OPPOSITE ATTRACTS (part 2)
Irene tiba di ‘rumah kecil’ mereka lebih cepat dari yang dijanjikan. Dari jauh sudah nampak tower apartemen yang sudah hampir satu tahun ini ia huni bersama Wendy.
Ia kembali memeriksa chat room antara dirinya dan Wendy, masih sama. Chat terakhir darinya masih belum mendapatkan balasan.
“Pak, hari ini Seungwan pergi nggak?” tanya Irene pada driver pribadinya yang selalu standby menunggu arahan darinya yang juga sesekali ia minta standby untuk mengantar jemput Wendy kalau-kalau sang pujaan hati butuh kendaraan pribadi.
“Hari ini pergi sama Ibu, non. Tadi nggak ketemu di kantor?”
“Hah? Emang tadi ke kantor?”
“Iya non. Tadi Non Seungwan sama Ibu ke kantor.”
Irene mengerutkan alisnya, ia tidak mempermasalahkan Wendy pergi tanpa mengabarinya, walaupun memang ia agak gemas juga. Wendy sudah janji akan selalu mengabarinya kemanapun ia pergi namun karena kali ini Wendy pergi bersama Bundanya, setidaknya hati Irene lebih tenang.
Masalahnya, ia sama sekali tidak tahu kalau Wendy mampir ke kantor. Mereka bahkan tidak membicarakan hal itu sama sekali.
“Lama tadi pak? Di kantornya?”
“Nggak sih non. Tadi ketemu Bapak, terus abis itu pergi makan siang sama bapak.”
“Kemana pak?”
“Itu non di tempat langganan bapak sama ibu.”

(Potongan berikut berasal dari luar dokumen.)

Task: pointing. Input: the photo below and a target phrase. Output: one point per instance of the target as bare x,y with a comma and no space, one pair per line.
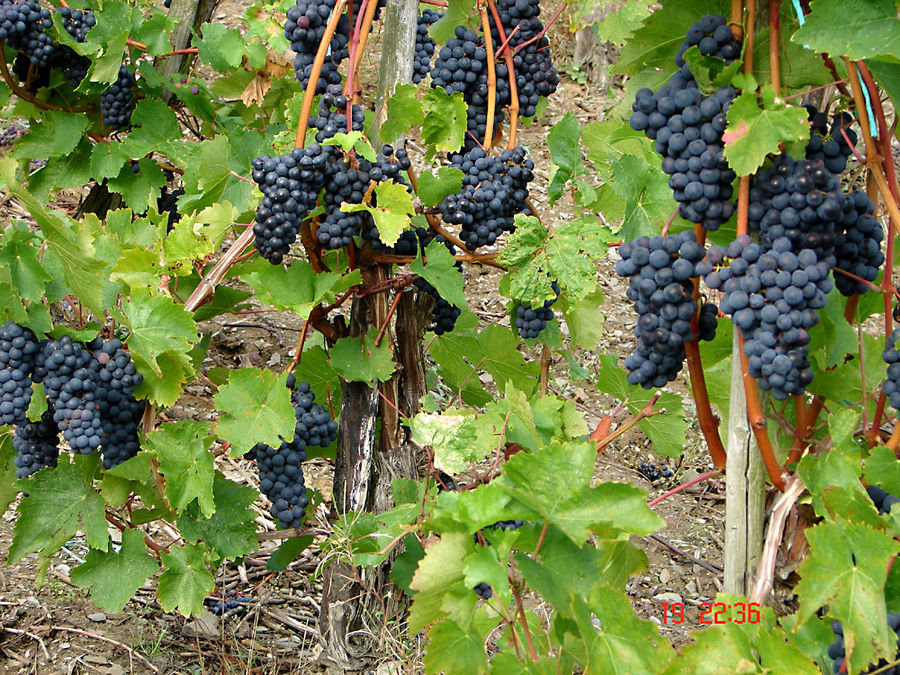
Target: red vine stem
674,491
309,95
492,77
708,424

Tak bisa dipungkiri, Irene merasa bingung. Ia berusaha berpikir keras, kira-kira apa yang membuat suasana hati Wendy seburuk ini. Apakah Wendy melihat sesuatu di kantornya? Seingatnya ia tidak melakukan sesuatu di luar kebiasaannya. Atau terjadi sesuatu saat makan siang? Namun rasanya tidak mungkin, mengingat Wendy hanya makan bersama Ayah dan Bundanya.

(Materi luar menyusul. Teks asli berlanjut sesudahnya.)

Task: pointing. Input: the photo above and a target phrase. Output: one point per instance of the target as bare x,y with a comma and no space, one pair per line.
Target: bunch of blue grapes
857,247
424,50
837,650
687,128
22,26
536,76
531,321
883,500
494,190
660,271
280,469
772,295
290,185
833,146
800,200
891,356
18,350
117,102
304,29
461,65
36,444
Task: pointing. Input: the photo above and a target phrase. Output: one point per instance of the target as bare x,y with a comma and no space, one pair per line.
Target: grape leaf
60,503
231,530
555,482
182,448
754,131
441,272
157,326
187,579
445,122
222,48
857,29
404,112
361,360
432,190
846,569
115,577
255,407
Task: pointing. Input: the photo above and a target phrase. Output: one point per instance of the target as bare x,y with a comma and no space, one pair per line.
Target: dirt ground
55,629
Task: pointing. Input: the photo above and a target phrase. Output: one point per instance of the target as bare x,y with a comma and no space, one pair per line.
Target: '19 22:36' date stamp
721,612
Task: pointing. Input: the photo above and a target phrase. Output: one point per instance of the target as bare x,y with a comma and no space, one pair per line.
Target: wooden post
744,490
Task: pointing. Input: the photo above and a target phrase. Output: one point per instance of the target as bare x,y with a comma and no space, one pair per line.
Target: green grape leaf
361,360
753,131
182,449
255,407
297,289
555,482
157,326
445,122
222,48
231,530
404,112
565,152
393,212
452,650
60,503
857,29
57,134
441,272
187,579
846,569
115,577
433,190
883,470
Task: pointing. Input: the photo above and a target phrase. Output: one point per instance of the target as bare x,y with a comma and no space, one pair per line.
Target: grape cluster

Setibanya Irene di apartemen mereka, ia masih berpikir keras apa penyebab suasana hati Wendy yang tampaknya sedang buruk.
”Mampus gue, ini kenapa anak orang. Apa gue tanya Seulgi aja ya biasanya Sooyoung kalo ngambek kenapa?” batin Irene.
Mata Irene bergerak kesana kemari saat menemukan apartemennya itu sunyi senyap. Hanya ada suara sayup-sayup dari ruang tengah.
“Seungwan?” panggil Irene sembari berjalan ke arah suara.
Ia tertawa saat menemukan Wendy terlelap di sofa ruang tengah dengan posisi miring, bertumpu pada lengan kanannya sedangkan tangan kirinya meringkuk tepat di depan dada dengan posisi yg mengepal dan wajah yang cemberut.
Ah, kesayangannya sedang badmood.
”So cute.” ujar Irene pada dirinya sendiri.
Sang CEO duduk di lantai dan mensejajarkan dirinya dengan wajah Wendy. Ia mengelus kepala Wendy kemudian mencium pipinya pelan. Tadinya ia ingin mencolek-colek pipi Wendy, namun Irene yakin kalau ia melakukan itu yang ada Wendy bisa tambah marah.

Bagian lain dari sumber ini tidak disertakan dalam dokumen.